FIELD OF THE INVENTION

The present invention relates to the construction of a containment means with an aseptic working chamber, and to an associated decontamination arrangement.

The working chamber is delimited at the bottom by a base, and above the working chamber is a circulating air zone, in which a circulating air filter with a circulating air fan is arranged. The circulating air zone and the working chamber are delimited towards the outside by a housing. At least a first returning air channel leads from the working chamber into the circulating air zone. A returning air filter is fluidically connected to the returning air channel. Such systems are used for the treatment of sterile products, in which no contaminating particles from outside must reach the product to be treated. Containment means are in particular isolators, for example for the pharmaceutical-chemical industry. The term further includes all types of RABS (Restricted Access Barrier System).

PRIOR ART

EP 3 170 545 A1 in the name of the applicants discloses an example of the construction of a containment means. On the front side, glove ports are inserted in a transparent window, so that the operator can see into the working chamber and access it using the gloves. The laminar air flow introduced into the working chamber is guided via a returning air channel, purified by filter units, into the circulating air zone situated above the working chamber. The filter units, for example in the form of filter cartridges, are inserted into the returning air channel at the widened inlet and thus permit advantageous handling when changing the filter. However, if the widened inlet was any larger, the ergonomics for the operator at the working position in front of the containment means would not be able to be configured wholly optimally.

EP 2 666 532 B1 discloses a slightly different construction of a containment means. Here, two returning air channels are provided for returning the laminar air flow introduced into the working chamber into the circulating air zone arranged above the working chamber, and a filter unit which rests on the base of the working chamber is installed at the inflow opening of each of these returning air channels. However, the space available in the working chamber for equipment positioned therein is thus restricted, and the operator must reach over the filter unit, effectively stretch further forward, with the work gloves in order to reach the intended position, for example a processing machine.

Object of the Invention

Proceeding from the prior-known prior art, the object underlying the invention is to make the structural construction of a containment means with an aseptic working chamber more ergonomically optimal for the operators working at the containment means and thereby use the space available in the working chamber in the best possible way for the operation and setting up of equipment. Finally, the cleanroom concept is to lead to efficient operating and system costs.

Overview of the invention

The invention relates to the construction of a containment means with an aseptic working chamber and an associated decontamination arrangement. The working chamber is delimited at the bottom by a base, and above the working chamber is a circulating air zone, in which a circulating air filter with a circulating air fan is arranged. The circulating air zone and the working chamber are delimited towards the outside by a housing. At least a first returning air channel leads from the working chamber into the circulating air zone. A returning air filter is fluidically connected to the returning air channel, specifically is arranged facing the circulating air zone.

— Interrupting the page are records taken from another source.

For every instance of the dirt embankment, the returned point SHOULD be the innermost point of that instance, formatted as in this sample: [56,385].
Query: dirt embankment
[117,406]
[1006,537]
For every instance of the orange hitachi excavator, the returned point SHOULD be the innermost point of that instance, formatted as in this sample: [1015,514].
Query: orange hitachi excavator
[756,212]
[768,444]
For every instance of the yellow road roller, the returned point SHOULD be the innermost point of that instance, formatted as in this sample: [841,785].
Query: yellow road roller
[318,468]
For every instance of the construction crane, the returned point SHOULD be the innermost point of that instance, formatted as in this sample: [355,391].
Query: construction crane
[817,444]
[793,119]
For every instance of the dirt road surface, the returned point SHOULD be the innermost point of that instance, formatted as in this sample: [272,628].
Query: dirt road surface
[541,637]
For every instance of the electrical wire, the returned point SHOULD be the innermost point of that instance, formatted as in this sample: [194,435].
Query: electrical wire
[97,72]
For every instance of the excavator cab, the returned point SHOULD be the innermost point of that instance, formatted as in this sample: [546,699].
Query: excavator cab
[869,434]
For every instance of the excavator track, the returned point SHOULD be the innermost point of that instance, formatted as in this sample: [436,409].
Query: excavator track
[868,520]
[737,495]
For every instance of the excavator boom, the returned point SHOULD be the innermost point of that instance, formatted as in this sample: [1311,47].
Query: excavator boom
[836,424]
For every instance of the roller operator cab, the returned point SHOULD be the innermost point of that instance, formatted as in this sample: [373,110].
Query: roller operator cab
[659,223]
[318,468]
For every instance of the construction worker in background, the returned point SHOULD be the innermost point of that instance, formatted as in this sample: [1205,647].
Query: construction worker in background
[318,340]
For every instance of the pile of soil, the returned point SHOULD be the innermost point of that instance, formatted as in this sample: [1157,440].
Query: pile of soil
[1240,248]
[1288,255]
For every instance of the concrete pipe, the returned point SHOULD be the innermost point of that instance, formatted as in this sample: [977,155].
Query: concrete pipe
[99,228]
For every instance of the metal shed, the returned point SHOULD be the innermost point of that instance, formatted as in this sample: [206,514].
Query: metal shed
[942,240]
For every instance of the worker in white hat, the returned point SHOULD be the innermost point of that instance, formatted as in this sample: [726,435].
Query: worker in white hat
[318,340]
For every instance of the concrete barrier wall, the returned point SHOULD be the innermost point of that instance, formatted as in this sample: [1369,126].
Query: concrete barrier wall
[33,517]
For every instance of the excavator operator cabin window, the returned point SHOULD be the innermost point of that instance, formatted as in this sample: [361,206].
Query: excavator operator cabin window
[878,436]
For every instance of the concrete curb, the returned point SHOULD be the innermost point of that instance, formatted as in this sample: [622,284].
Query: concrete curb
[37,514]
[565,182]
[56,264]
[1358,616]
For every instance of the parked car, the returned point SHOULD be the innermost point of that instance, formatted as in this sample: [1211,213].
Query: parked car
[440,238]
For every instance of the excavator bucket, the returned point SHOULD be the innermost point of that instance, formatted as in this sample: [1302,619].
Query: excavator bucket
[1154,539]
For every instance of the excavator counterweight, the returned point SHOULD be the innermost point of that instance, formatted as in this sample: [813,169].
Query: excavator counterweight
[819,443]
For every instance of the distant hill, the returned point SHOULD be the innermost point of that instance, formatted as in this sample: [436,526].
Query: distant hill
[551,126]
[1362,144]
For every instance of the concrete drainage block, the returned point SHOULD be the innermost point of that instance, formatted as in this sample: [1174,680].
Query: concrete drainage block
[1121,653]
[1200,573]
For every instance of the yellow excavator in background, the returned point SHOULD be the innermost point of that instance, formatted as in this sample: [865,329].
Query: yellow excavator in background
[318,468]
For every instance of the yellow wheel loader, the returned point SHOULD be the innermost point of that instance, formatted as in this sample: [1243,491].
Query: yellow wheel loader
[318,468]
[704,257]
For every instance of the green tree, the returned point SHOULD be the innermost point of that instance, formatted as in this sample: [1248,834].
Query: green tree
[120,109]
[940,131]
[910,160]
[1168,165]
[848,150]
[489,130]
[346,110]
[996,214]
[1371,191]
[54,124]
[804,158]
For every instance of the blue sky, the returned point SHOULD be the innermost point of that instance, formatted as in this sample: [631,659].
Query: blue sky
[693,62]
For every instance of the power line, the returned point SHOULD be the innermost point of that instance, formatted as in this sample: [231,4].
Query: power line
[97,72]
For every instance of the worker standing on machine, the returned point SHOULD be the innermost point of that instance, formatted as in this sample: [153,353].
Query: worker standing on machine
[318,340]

Specific embodiments of the invention are defined hereinbelow: The returning air filter can be arranged at the opening of the returning air channel into the circulating air zone or in the returning air channel, set back from the opening. The opening of the returning air channel holding the returning air filter can be in the form of a projection which widens the circulating air zone or projects into the circulating air zone, or it merges into the circulating air zone without a projection, virtually with a linear cross-section.

The returning air filter and the circulating air filter are in the form of a plate filter or an exchangeable filter cartridge or a replaceable filter insert. A single returning air filter or a series of interacting returning air filters can be provided, or a single circulating air filter or a series of interacting circulating air filters can be installed.

The at least a first returning air channel comprises as components a transparent front window and a transparent channel window arranged spaced apart therefrom, and has an inflow opening which is situated above and close to the base.

Between the circulating air zone and the working chamber there extends an air guide element which serves to generate a parallel displacement flow flowing downwards in the working chamber (laminar flow).

The decontamination arrangement has a vaporizer positioned in the circulating air zone, or at least one atomizing nozzle. Decontamination agent is supplied to the vaporizer or the atomizing nozzle via a material line by means of a pump, wherein the atomizing nozzle sprays the decontamination agent in the form of an aerosol with compressed air.

5

The at least one atomizing nozzle is directed into:

• • the working chamber; and/or
  • an intermediate space which is situated between the circulating air zone and the air guide element; and/or
  • the at least a first returning air channel.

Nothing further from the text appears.